Mailing List Archive

Invalid opcode after kernel update
A few months ago after updating my kernel I started getting an invalid
opcode error during boot on the init process on my initramfs which I did
rebuilt. Switching to the old kernel and initramfs fixed the problem so
I kept that kernel for a few months for lack of time.

Today I rebuilt the whole system using `emerge -e @world` and after that
I'm able to boot the new kernel but now some pre-compiled packages (and
some that emerge -e missed because the ebuild was masked) crash with
illegal opcode. In the case of chrome it's not crashing but it only
renders garbage for webpages.

Does anyone have a clue what is happening?
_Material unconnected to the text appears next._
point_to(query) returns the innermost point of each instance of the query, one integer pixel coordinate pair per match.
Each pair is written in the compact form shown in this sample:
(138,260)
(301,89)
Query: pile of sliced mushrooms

It's like the instruction set
changed after the kernel update (or was it the microcode?)

Thanks,

--

Fernando Rodriguez
Re: Invalid opcode after kernel update [ In reply to ]
Hello, Fernando.

On Sun, Sep 17, 2023 at 17:49:22 -0400, Fernando Rodriguez wrote:
> A few months ago after updating my kernel I started getting an invalid
> opcode error during boot on the init process on my initramfs which I did
> rebuilt. Switching to the old kernel and initramfs fixed the problem so
> I kept that kernel for a few months for lack of time.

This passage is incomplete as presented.